Forum Discussion
itguy08
Jun 07, 2013Explorer
CKNSLS wrote:
Ford-PLEASE GOOGLE Ford Pinto! They decided it was cheaper to pay judgements than fix the cars. People were badly burned and/or killed!
Please do. You will find that the Pinto was no more or less fire prone than any other car of the era. Actually most of the items against Ford while "true" were taken way out of context.
The Pinto and GM Side Saddle Gas Tank fiasco were the results of shoddy journalism rather than actual issues.
As much as I hate Chrysler, I have to agree with them on the large recall. If the cars passed all applicable safety standars, there should be no recall. Want tougher standards? Then pass them.
Interesting Lawyer's review of Pinto
Some excerpts from the Pinto Wiki article:
Schwartz paper
In a 1991 paper, The Myth of the Ford Pinto Case, for the Rutgers Law Review, Gary T. Schwartz said the case against the Pinto was not clear-cut.

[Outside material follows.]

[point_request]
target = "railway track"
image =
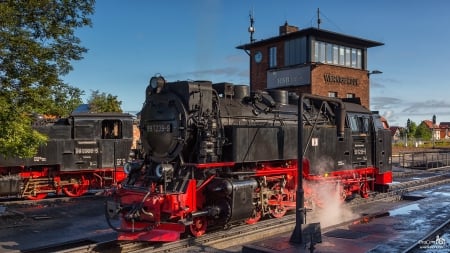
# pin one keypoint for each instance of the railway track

According to his study, the number who died in Pinto rear-impact fires was well below the hundreds cited in contemporary news reports and closer to the 27 recorded by a limited National Highway Traffic Safety Administration database. Given the Pinto's production figures (over 3 million built), this was not substantially worse than typical for the time. Schwartz said that the car was no more fire-prone than other cars of the time, that its fatality rates were lower than comparably sized imported automobiles, and that the supposed "smoking gun" document that plaintiffs said demonstrated Ford's callousness in designing the Pinto was actually a document based on National Highway Traffic Safety Administration regulations about the value of a human life — rather than a document containing an assessment of Ford's potential tort liability.
Schwartz's study said:
The Pinto Memo wasn't used or consulted internally by Ford, but rather was attached to a letter written to NHTSA about proposed regulation. When plaintiffs tried to use the memo in support of punitive damages, the trial judge ruled it inadmissible for that purpose (p. 1021, Schwartz study).
The Pinto's fuel tank location behind the axle, ostensibly its design defect, was "commonplace at the time in American cars" (p. 1027).
The precedent of the California Supreme Court at the time not only tolerated manufacturers trading off safety for cost, but apparently encouraged manufacturers to consider such trade-offs (p. 1037).